The guitar zither (also chord zither, fretless zither, mandolin zither or harp zither) is a musical instrument consisting of a sound-box with two sets of unstopped strings. One set of strings is tuned to the diatonic, chromatic, or partially chromatic scale and the other set is tuned to make the various chords in the principal key of the melody strings.

First patented May 29, 1894 by Friederich Menzenhauer (1858-1937), the guitar zither came into use in the late 19th century and was widely mass-produced in the United States and in Germany by Menzenhauer and later by Oscar Schmidt Inc., the Phonoharp Company, and others'.

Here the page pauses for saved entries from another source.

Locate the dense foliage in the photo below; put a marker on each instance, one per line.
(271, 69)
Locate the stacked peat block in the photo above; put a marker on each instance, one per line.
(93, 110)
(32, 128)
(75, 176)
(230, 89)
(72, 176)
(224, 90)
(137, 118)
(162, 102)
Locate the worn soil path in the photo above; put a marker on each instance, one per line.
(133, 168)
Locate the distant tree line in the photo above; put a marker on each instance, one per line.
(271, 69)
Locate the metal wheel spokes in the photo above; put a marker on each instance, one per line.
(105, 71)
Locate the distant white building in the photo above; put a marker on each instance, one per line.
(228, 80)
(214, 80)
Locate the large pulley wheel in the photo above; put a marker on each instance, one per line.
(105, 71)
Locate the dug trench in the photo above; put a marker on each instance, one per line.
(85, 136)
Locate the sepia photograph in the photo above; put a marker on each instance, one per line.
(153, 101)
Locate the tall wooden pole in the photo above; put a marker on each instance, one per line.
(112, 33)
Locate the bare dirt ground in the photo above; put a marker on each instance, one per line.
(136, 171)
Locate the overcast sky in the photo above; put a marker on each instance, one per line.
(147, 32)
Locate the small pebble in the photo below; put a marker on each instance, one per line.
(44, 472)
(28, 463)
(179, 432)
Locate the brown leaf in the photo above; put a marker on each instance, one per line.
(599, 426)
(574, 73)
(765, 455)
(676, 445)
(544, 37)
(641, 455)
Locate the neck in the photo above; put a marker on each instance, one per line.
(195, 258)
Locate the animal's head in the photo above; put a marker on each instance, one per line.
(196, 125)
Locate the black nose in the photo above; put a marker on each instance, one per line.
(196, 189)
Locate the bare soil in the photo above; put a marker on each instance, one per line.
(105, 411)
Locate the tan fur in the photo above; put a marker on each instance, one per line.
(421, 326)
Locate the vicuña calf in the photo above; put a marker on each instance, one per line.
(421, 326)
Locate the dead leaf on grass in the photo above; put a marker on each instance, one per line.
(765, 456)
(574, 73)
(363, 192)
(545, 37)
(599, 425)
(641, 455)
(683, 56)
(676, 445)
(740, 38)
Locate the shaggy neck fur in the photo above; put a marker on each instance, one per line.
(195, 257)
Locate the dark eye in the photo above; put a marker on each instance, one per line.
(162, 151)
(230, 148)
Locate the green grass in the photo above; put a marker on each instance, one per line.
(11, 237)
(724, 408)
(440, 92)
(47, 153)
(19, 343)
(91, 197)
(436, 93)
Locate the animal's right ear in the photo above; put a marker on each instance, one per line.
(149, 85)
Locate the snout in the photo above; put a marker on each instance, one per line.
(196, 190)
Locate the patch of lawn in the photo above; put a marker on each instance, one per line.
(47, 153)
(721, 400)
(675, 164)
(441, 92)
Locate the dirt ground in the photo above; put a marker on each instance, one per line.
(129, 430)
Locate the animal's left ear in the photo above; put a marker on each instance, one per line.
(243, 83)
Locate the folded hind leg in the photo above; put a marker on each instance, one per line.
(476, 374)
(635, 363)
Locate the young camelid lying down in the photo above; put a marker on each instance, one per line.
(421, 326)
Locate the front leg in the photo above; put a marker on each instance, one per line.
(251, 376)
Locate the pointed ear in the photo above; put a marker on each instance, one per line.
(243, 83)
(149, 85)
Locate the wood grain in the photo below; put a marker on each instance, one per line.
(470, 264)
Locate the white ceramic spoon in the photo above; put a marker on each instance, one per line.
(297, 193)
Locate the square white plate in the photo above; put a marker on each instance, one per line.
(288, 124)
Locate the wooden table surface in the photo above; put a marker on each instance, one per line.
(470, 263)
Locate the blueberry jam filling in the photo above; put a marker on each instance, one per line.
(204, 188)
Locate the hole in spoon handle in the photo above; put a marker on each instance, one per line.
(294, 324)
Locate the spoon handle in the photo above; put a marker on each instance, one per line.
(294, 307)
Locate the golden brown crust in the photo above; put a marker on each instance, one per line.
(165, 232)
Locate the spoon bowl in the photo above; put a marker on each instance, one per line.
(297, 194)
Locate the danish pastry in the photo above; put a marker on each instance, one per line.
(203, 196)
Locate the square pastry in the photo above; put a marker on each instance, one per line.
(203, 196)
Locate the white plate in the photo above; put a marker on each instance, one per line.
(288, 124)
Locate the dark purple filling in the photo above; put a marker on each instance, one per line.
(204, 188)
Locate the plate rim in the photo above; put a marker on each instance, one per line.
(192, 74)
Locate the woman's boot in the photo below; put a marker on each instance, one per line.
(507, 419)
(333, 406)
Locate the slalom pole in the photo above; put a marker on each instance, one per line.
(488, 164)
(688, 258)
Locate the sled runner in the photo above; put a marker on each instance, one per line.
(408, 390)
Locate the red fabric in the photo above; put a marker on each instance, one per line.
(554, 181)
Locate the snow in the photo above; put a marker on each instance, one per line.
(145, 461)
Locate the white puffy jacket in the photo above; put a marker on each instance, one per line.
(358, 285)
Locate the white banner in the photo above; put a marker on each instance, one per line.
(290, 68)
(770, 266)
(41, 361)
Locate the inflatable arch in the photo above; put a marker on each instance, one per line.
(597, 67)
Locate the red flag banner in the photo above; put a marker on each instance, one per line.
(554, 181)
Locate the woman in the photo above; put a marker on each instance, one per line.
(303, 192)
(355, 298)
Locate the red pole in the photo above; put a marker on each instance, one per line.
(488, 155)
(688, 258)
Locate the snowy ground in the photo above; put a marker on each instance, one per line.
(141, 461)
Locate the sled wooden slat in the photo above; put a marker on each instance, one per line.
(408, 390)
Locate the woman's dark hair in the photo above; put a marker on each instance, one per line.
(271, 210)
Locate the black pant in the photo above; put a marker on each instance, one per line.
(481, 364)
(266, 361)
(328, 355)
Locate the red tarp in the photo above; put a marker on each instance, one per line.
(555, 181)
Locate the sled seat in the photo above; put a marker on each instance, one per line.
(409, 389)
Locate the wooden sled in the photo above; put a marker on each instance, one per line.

The 1902 Sears catalog touted the Deweylin Harp—a type of fretless zither—as "...the wonder of the age," and "...the greatest musical instrument that has ever been placed before the public." These mandolin-guitar-zithers purported to combine three instruments for the price of one.

A form of psaltery and member of the family of chordophones, the guitar zither is closely related to the Autoharp, first patented over 20 years earlier. It differs from it in not having damping bars for producing chords, and from the concert zither by the absence of a fretboard for melodic use.

The name guitar zither is apparently derived from its sound. The mandolin zither (or mandolin harp) has doubled strings in unison courses producing a more mandolin-like sound.